Many of the computer scientists: a) refuse to deal with the auditing issues at all and have weak expertise in writing legislation, but they do it anyway -- witness, Dr. David Dill attempting to help write legislation, omitting all meaningful audit procedures and calling it a "receipt" or a "trail" instead of a ballot -- though it has been pointed out to him a hundred times that the word "trail" has no legal definition and will therefore be meaningless in legislation; or b) We see computer scientists reinventing the auditing wheel over and over, using flawed models. Here's a concept: Ask people who actually understand auditing.

I recently spoke with Senator Patty Murray about this. I told her that upcoming congressional hearings need to bring in auditors and stop the overreliance on computer scientists, who have yet to get it right.

Why is it auditing, not certification or programming?

You mainly need to know if it is counting right. You could certify until the cows come home, but that still doesn't prove it counts right. Auditing forces you to "show your work" and prove that the count is correct.

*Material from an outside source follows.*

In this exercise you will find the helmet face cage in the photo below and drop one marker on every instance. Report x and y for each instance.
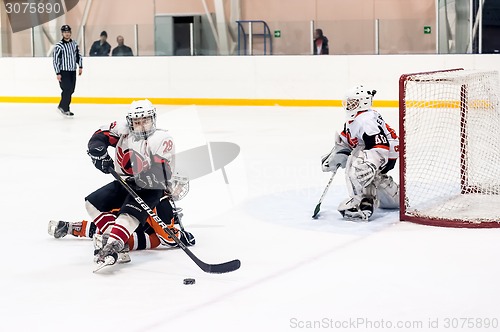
(356, 100)
(141, 119)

You should see my e-mail. Dozens of ill-thought-out computer solutions, taking issue, of course, with the idea that we will argue this issue more effectively by concentrating on auditing, which would in turn give us paper ballots, meaningful USE OF the paper ballots to check the machines, and would give us several more checks and balances not used -- or even proposed by computerheads -- at this time.

We need:

To compare number of voters with votes cast. This will catch most kinds of stuffing or deleting votes from the electronic ballot box. (But it won't catch situations where a negative set of votes is used to balance the books; to catch that, you need a comparison of voter-verified paper ballots with the machine count on machines with stuffed ballot boxes).

To compare polling place tallies with central count tallies. This will catch substitutions or changes in the electronic ballot box done after the polling place closes, and diddling with the highly vulnerable central count tallies.

To compare voter verified paper ballots with the machine counts. This will catch dishonesty in the ballot definition, ie. the Sequoia flaw that allows the person creating the ballots to have the Spanish language and visually impaired ballots vote for someone else than it shows on the screen, and it will catch tampering with the machine tally by any means before or during the election.

To compare absentee ballots received by the post office with absentee ballots counted. This will catch tampering which removes strategic sets of absentee ballots before they reach the counting phase.

End of rant.

Bev

possibly dispute the critical importance of auditing.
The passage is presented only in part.